I was baffled. I counted. 4 weeks at a time, put his 12 month mark in October.
I knew I had to be doing something wrong, despite the number of times I counted. It took until Caleb came home and explained some crazy phenomenon, about so many weeks in a year...
And then I realized, 4 weeks, 7 days, that's 28 days. HUH. All those extra little 29th, 30th, and a few 31st's actually add up!
It's the Mommy Brain, that's what it is. First it's the Pregnancy Brain, and then you go straight to Mommy Brain.
Like this morning, for example. I'm taking a nice hot shower, skin-turning-pink hot to thwart the 65 degree house, and I'm standing there, thinking to myself, trying to figure out this whole Sleep Situation, and reach for the conditioner. Rub it all in my hands, thinking about Wyatt's sleep, and then immediately start slathering it under my arms.
And the brain is funny you know, because it takes a second for it to process the Hmm, this is nice. Much smoother and sleeker than the soap normally is, to Woah, Girl. Not where that stuff goes.
(odd transition into Sleep Zone 2009)
So. The Cry It Out. It was terrible. Wyatt crying in his room, me crying in my room, checking on him every 3 minutes, and then 5 minutes.
It lasted exactly 1 hour and 16 minutes.
And let me tell you, the silence that follows over an hour of crying is beautiful. Lovely. Delightful. Insanely guilt-ridden.
I don't know whether it made a difference, he still woke up a few other times other than to eat, and again, I'm just not so sure about all of this. At least this early. So I again spent almost the entire day Googling and searching and reading and thinking, and hemming and hawing, and going back and forth on the issue.
Sigh. I don't think I'm going to continue until he's older. He's not yet 4 months old, he's still swaddled, he still prefers to be cuddled in the carseat, so he can't technically "soothe" himself, he's still exclusively breastfed, which is a huge factor. In a nutshell, for all ya'll who don't eat, sleep, and breathe all things baby, breastmilk is, as they say, the ultimate food for babies in that it's the most easily digestable, less calorie-laden than formula, therefore exclusively breastfed babies eat more often, and tend to not "sleep through the night" as early. I know this, have known this, and am not expecting him to go down until 7:30 in the morning. I just would love to go back to his previous schedule, two feedings before morning. Sleep in between.
Heaven.
(And here's where I document this more for me, than you...)
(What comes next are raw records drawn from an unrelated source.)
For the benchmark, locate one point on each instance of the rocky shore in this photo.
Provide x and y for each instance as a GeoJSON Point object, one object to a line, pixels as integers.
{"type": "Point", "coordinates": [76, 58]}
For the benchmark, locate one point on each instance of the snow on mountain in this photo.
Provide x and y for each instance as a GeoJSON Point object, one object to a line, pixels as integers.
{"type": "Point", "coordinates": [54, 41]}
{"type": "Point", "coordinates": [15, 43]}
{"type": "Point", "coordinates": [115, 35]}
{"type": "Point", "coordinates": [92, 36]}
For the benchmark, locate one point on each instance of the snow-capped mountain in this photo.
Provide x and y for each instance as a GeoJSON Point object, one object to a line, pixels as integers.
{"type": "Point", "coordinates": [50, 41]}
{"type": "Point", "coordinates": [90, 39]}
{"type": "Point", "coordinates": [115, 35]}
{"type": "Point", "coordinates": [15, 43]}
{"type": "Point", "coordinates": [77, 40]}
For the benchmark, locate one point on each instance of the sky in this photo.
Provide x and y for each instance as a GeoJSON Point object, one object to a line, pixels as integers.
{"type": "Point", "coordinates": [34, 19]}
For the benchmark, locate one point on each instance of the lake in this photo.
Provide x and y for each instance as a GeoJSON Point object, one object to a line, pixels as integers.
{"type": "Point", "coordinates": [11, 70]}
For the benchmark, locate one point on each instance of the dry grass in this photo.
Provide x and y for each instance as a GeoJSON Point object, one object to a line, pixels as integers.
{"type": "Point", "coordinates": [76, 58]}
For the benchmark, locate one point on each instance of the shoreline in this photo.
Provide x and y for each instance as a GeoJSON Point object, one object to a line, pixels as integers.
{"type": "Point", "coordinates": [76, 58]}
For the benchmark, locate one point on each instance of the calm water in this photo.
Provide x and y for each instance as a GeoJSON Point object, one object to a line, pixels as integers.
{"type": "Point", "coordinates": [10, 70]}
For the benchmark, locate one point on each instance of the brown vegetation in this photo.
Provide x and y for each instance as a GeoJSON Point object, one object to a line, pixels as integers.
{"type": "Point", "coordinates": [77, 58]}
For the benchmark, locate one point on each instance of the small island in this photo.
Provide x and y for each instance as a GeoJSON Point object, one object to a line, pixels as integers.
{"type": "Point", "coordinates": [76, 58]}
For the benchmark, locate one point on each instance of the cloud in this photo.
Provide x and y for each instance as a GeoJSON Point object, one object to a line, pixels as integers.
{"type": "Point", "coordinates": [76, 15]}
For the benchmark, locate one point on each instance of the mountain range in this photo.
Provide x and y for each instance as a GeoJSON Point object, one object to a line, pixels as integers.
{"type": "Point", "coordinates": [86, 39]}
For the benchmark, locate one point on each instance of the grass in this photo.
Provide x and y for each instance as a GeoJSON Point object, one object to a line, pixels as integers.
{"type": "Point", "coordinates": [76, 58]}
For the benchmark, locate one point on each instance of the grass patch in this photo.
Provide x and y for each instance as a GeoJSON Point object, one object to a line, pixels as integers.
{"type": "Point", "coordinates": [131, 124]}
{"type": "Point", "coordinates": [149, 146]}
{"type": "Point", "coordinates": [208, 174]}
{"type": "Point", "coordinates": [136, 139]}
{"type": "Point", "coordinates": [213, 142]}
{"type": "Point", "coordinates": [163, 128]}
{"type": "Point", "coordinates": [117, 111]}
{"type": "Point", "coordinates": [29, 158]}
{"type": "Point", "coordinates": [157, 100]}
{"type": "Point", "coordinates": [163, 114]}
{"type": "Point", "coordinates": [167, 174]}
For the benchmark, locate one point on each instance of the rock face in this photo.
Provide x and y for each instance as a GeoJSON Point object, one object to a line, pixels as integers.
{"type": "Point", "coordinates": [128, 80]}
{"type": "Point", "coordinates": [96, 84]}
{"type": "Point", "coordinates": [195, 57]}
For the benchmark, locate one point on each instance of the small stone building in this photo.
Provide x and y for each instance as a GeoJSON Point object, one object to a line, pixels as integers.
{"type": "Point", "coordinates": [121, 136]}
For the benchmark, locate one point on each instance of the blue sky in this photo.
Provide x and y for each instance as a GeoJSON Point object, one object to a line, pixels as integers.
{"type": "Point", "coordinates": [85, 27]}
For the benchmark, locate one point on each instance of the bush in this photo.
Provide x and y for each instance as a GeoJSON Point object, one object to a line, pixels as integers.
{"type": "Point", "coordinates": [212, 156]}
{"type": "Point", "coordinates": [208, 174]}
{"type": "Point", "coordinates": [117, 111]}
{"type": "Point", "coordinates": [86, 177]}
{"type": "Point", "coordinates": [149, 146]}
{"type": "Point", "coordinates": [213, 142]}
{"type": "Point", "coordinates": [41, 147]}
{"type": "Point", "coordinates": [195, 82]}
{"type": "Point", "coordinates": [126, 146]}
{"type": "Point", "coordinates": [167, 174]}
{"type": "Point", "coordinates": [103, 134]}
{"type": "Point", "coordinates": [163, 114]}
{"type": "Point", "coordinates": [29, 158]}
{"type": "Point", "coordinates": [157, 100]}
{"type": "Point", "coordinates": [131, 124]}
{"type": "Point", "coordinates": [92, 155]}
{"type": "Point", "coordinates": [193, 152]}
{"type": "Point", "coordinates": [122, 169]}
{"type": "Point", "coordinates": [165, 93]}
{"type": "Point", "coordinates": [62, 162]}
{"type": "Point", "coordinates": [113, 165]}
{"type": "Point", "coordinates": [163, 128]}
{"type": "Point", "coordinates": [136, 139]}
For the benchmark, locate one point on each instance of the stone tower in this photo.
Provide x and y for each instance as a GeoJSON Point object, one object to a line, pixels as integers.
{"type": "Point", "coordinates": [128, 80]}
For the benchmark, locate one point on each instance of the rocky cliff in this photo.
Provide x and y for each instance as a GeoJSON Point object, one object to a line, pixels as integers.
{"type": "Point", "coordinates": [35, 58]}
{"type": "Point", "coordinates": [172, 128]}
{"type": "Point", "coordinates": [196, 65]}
Today I let him sleep as long as he wanted for his naps. Sleep begets sleep, right? He took a 3 hour nap an hour after he woke up for the day, another hour and a half nap two hours after the first, and then another 45 minute nap two hours after that. And we put him "down for the night" (meaning bath, book, boob, bed) when he started acting tired next, which was an hour and a half after the last nap, at 7:30.
So. Attempt 4,485, take one!
His new finger of choice. The left pointer, or the right thumb.






Just send him to me, and I will get some practice "mama" time while you get some sleep.
Posted by: Jessica | March 10, 2009 at 09:50 PM
I love hearing all about what you guys are experiencing. It brings it all back. It DOES get better. I promise. And then pretty soon they are 3 and you can't remember the last time they crawled,breastfed,drank out of a sippy cup, slept in a crib, etc. Drink it all in my friend.
Have you read "The Baby Whisperer"? If not, I would try it. You sound like you are up to any solutions. This worked for our last 3 kiddos SO well. I didn't do it w/ Cam because it wasn't out yet. I know all kids are different but it may be worth a try.